The reference file's instructions take over from this point.

---

## Assessing hypothesis state

State assessment is one of this skill's core capabilities. When hypothesis state is in question, dispatch the `hypotheses-manager` subagent rather than evaluating evidence inline — it's bias-isolated, reads across interview evidence independently, and returns structured recommendations.

**When to dispatch:**
- The user asks directly about hypothesis health ("how are my hypotheses looking?", "what do we know so far?", "any hypothesis ready to confirm?", "which of these are we still guessing on?")
- Right after an interview has been analyzed and new `[[slug]]` backlinks have arrived (this is wired in automatically by the `interviews` skill's post-transcript flow — you'll see that path in the interviews skill)
- You're orienting the user on what to do next and hypothesis state is material to the decision
- The user questions whether a specific hypothesis still holds, or whether a cross-interview pattern deserves a new hypothesis

**What to pass:**
- `slugs`: the keyword `all` (or a specific list if the conversation is about particular hypotheses)
- `scope`: include instruction to also synthesize candidate new hypotheses from unlinked statements across interview files

**What comes back:** a structured block of state recommendations — each with a `What changed` line, reasoning, evidence pointers, and a `Next action` — plus a single cross-hypothesis `Top pick` and any candidate new hypotheses.

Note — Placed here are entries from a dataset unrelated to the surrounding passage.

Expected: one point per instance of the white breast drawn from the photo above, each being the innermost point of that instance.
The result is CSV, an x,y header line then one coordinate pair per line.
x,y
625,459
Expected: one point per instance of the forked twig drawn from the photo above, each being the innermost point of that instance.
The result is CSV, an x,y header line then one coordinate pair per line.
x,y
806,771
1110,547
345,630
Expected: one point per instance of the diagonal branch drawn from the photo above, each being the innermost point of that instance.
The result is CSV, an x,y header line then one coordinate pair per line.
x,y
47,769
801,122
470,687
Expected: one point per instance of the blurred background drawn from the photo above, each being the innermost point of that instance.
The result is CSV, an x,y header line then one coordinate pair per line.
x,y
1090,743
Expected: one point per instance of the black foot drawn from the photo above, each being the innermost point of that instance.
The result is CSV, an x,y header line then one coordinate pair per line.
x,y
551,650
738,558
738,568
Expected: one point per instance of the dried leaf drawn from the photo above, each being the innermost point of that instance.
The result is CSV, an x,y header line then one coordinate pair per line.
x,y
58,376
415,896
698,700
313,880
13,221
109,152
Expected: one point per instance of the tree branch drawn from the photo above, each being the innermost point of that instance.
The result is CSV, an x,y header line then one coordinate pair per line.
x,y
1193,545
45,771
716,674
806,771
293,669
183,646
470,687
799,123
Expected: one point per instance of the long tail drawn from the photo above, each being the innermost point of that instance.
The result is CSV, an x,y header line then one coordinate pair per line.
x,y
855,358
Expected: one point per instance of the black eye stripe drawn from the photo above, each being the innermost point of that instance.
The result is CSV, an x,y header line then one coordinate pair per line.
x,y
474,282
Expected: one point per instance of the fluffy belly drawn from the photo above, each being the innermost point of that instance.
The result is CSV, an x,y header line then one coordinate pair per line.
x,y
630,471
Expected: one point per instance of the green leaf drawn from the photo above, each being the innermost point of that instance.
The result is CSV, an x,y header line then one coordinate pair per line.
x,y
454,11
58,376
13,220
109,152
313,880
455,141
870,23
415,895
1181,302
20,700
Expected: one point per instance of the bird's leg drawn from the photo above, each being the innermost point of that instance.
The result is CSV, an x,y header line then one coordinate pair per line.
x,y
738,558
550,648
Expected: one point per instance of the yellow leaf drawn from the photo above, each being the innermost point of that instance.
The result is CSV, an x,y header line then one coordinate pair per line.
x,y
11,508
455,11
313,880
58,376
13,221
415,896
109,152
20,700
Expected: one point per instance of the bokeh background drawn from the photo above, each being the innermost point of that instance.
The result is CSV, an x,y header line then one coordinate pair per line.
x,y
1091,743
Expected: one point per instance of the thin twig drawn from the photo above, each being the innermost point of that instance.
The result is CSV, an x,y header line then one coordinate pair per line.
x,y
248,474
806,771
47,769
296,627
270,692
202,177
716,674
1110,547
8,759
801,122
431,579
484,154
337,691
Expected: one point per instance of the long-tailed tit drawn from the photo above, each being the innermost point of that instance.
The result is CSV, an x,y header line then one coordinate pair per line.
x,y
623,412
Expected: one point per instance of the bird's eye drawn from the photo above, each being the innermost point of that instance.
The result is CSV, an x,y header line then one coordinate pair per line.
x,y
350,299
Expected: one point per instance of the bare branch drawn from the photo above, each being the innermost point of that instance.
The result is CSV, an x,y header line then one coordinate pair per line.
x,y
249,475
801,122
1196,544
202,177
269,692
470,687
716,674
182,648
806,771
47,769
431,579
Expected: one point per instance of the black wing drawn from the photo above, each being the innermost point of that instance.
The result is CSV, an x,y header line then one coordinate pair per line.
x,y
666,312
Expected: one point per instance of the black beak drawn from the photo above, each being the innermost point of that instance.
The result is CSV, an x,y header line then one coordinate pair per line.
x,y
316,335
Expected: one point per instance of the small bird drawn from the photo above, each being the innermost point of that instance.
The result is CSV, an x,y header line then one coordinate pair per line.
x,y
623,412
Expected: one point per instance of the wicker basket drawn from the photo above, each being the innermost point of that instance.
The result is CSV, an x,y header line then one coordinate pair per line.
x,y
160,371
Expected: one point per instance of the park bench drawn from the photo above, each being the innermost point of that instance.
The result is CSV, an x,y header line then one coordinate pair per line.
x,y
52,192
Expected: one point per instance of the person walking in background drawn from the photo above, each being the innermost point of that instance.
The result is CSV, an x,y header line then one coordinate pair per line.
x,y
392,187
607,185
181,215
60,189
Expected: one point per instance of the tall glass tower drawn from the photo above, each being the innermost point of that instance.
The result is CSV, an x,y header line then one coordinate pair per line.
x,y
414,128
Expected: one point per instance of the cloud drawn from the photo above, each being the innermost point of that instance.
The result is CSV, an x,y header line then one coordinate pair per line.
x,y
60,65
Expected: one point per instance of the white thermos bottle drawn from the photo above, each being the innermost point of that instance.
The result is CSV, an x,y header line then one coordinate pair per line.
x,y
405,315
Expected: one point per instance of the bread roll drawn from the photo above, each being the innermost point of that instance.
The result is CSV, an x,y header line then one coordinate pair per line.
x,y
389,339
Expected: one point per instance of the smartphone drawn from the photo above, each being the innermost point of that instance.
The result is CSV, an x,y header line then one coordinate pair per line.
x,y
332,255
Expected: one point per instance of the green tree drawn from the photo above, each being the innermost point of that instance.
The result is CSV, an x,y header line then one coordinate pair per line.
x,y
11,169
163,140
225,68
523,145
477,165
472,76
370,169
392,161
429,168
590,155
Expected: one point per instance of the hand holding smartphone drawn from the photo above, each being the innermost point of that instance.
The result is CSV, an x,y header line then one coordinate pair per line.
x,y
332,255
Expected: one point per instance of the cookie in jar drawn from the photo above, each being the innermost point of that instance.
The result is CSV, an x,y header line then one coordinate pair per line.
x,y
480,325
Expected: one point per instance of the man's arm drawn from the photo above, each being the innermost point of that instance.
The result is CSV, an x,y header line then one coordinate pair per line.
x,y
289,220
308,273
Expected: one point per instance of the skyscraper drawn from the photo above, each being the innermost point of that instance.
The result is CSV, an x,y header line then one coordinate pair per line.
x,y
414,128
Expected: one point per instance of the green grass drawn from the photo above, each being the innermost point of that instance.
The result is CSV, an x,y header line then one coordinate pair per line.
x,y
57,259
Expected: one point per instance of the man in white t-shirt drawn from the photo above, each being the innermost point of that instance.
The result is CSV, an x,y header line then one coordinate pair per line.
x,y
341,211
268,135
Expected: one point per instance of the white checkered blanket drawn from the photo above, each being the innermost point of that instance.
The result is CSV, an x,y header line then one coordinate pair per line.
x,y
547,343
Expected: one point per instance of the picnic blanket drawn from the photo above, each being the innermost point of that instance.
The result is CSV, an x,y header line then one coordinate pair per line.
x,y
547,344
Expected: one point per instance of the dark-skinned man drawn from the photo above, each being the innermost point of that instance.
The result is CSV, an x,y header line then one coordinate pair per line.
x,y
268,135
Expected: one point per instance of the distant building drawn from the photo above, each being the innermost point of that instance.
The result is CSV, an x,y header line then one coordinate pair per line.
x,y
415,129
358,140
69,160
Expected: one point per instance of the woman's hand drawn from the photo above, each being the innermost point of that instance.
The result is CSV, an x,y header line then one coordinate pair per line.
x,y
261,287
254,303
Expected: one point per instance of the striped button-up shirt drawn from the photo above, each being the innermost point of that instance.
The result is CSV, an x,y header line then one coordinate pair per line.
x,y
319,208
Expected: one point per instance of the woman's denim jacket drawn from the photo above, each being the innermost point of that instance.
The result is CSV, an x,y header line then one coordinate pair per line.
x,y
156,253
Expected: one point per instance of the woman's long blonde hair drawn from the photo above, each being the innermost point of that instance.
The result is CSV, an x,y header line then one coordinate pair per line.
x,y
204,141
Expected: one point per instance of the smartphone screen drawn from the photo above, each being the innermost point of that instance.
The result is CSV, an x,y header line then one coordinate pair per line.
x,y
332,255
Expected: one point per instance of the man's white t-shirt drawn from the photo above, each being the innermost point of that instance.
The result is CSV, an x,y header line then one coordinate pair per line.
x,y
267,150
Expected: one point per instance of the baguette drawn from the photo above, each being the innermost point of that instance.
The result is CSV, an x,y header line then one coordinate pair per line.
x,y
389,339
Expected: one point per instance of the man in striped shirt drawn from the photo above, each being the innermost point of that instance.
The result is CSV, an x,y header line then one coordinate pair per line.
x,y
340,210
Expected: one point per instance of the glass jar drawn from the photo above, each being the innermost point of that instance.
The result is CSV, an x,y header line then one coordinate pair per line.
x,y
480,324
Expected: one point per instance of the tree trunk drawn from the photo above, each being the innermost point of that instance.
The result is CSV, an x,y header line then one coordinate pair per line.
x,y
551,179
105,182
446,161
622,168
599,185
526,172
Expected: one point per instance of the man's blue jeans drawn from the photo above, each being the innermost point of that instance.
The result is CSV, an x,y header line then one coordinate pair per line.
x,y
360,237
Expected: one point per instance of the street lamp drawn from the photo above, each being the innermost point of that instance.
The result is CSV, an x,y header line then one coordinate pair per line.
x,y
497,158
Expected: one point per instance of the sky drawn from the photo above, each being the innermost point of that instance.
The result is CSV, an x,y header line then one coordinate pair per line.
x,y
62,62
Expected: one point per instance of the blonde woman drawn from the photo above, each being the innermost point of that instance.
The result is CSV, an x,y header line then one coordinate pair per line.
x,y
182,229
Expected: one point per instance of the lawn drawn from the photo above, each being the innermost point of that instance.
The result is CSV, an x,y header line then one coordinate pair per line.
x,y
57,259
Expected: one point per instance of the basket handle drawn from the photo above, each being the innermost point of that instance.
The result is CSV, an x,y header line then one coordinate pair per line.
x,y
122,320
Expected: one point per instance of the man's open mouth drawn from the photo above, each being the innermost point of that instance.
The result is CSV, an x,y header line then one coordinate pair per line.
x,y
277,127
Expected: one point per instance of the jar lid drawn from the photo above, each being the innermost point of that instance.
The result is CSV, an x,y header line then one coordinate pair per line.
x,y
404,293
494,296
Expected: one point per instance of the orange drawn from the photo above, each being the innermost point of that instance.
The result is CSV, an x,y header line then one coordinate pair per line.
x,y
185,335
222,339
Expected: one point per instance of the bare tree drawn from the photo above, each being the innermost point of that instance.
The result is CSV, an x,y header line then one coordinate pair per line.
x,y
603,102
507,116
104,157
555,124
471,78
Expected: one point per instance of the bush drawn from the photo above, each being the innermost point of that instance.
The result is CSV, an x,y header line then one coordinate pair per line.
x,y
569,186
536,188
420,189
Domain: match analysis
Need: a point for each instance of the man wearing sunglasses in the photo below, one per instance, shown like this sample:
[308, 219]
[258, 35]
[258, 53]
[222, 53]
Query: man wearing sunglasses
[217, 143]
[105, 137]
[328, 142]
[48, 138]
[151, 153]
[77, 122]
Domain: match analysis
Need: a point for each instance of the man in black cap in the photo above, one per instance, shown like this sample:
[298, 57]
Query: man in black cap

The subagent never edits files.

**What to do with the result:**
- **First (no user confirmation needed) — eager bookkeeping:** for every hypothesis the subagent actually evaluated, update two things in its file:
  - Its `last_assessed` frontmatter to today's date.
  - Its `## Next Action` section to the subagent's suggested next action (create the section if absent, overwrite it if present).
  Both are mechanical, advisory bookkeeping — a factual record of what the subagent recommended against current evidence. Neither changes `status` or the hypothesis body, so neither needs per-item approval. Writing the next action eagerly keeps hypothesis files a live dashboard (the `whats-next` skill reads these sections) and keeps the stability anchor accurate even if the user nods and closes the chat, or if the assessment ran as a byproduct of another flow. (Read the file before writing, so you only touch frontmatter and the `## Next Action` section.)
- Then surface the state recommendations conversationally — lead each touched hypothesis with **what changed → the next action**, not just a status. Surface the `Top pick` as the single most pressing move. Then any candidate new hypotheses.
- For each recommended status change, use this skill's normal propose-before-writing flow — confirm per-item before flipping `status`.
- For each candidate new hypothesis, get the user's go-ahead before creating a file following the conventions above.
- Do not flip statuses or create new hypothesis files without explicit per-item confirmation.

This is the same subagent dispatched by the `interviews` skill after a transcript is analyzed — so state assessment is centralized here regardless of which entry point triggers it.

---

## Ad-hoc web search vs. dispatching web-researcher

Not every web question needs a subagent:

- **Inline `WebSearch` / `WebFetch` (you, the main agent):** single-fact lookups ("is this Reddit thread still active?", "what's the latest on X pricing model?"), quick verification of a claim, one data point asked about in flow. Stays in conversation, no persistence needed.
- **Dispatch `web-researcher`:** multi-source validation passes for a specific hypothesis (scanning community signals across Reddit/HN/forums, surveying workarounds, gathering willingness-to-pay evidence). Output is structured and gets saved to `startup/research/{YYYY-MM-DD}-{hypothesis-slug}-research.md` for later reference — and the findings feed into the hypothesis's `## Notes` section.

Rough rule: one fact in flow → inline. Multi-source or results-should-persist → dispatch.